The CoachSafely Foundation and the Alabama Recreation and Parks Association have formed a partnership aimed at ensuring coaches are trained and prepared to take an active role in preventing and addressing sports injuries.
“We employ thousands of people throughout the state of Alabama in the parks and recreation field,” said Kay McCrary, director of Parks and Recreation and Special Events for the city of Montgomery, speaking as a member of ARPA. “We have thousands of volunteer coaches who are working with hundreds of thousands of young people and it just makes sense that they’re trained to do the best they possibly can do for the safety of the young people who are playing numerous sports in the recreation departments.”
Kevin Scarbinsky, director of communications for CoachSafely, said Alabama law requires coaches to take an annual training course aimed at recognizing and preventing injuries.

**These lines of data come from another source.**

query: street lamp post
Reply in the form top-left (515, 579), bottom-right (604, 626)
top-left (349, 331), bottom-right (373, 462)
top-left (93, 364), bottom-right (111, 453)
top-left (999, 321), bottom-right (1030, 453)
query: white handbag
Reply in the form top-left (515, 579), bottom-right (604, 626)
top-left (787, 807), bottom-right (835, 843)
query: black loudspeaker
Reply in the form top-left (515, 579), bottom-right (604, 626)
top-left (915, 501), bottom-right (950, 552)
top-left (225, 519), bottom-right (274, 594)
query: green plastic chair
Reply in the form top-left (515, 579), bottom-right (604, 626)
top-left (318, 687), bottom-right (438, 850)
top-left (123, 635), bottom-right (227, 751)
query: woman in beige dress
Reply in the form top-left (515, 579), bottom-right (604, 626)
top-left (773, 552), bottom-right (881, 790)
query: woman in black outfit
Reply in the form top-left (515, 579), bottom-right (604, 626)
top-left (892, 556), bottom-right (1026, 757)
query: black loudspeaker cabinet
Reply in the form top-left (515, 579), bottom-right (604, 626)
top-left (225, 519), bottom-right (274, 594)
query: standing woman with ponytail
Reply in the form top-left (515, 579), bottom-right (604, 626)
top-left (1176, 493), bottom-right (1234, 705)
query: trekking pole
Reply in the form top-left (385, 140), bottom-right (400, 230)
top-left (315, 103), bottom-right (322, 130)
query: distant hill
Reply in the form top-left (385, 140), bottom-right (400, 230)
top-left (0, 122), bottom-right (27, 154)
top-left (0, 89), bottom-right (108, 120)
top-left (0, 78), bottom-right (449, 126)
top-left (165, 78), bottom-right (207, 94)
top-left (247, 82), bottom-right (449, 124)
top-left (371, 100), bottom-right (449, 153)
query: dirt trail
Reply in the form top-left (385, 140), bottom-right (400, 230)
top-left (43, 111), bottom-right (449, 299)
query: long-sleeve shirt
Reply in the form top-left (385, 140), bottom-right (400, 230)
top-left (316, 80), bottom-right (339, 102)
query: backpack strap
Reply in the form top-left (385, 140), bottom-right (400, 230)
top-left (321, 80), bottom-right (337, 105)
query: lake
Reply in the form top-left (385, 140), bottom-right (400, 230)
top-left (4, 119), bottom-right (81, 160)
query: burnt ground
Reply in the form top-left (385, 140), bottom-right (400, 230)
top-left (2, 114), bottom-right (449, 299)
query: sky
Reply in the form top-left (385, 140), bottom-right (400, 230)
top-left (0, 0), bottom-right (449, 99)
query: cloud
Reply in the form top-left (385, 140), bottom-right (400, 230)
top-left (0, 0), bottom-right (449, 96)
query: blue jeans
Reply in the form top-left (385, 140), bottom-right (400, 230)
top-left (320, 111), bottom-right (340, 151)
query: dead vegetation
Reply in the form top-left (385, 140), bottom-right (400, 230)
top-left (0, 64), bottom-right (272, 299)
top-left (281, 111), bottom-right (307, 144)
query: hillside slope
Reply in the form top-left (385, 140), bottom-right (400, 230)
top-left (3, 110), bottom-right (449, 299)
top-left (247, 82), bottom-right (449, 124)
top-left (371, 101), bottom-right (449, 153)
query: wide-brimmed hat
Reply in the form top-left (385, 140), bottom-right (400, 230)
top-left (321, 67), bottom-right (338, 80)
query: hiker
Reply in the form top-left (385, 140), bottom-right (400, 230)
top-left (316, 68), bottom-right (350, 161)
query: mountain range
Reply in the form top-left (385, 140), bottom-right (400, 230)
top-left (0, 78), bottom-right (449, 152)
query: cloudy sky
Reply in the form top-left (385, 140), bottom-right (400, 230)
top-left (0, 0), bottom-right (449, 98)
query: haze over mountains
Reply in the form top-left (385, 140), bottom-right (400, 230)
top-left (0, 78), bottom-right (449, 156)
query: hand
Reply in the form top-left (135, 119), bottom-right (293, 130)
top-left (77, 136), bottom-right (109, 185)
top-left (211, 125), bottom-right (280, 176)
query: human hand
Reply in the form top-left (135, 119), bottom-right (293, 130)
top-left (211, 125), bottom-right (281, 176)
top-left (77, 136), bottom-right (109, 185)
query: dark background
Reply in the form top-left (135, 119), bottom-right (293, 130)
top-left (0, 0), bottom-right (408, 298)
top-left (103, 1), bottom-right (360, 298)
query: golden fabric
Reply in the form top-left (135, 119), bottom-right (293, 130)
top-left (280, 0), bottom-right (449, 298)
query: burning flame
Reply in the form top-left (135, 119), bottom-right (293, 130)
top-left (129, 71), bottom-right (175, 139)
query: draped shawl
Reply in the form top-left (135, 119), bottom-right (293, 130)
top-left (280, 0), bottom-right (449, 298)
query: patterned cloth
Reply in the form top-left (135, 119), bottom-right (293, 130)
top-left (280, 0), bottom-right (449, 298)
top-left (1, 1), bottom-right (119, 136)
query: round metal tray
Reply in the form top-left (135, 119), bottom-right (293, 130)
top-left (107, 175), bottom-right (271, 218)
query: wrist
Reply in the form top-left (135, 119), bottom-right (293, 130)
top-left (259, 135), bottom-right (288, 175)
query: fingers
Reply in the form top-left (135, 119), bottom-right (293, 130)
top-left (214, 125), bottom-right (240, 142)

“There are kids 14 and under playing football, basketball, softball, soccer, you name it, they’re out on the fields and court of this state,” he said. “They’re hopefully getting positive examples from their coaches and setting habits that will help them become active and healthy adults for the rest of their life.”
Dr. James Andrews, renowned sports surgeon and founder of Andrew Sports Medicine and Orthopaedic Center, said it’s a growing need that he has advocated for two decades.
“The thing that worries me is we’ve taken the fun out of sports in the youth sports to some degree,” Andrews said. “There’s so much pressure on these young kids by parents, by coaches, peer pressure that is just not fair to them. So, somebody’s got to look out for them. That’s why I’ve been so passionate about this since year 2000 when I first started seeing the escalation of injuries in our youth sports. By the way, we’ve seen at least a 10-fold increase in youth sports injuries since year 2000 across all 29 youth sports. You name one, there’s an increase.”
The CoachSafely Foundation’s goal is to provide the CoachSafely injury recognition and prevention course to Alabama’s youth sports coaches at no cost to the volunteer coach. The foundation solicits charitable and public funds on behalf of cities and schools that administer youth sports on their property. Alabama Power is among several public utilities, corporations and individuals that support the foundation.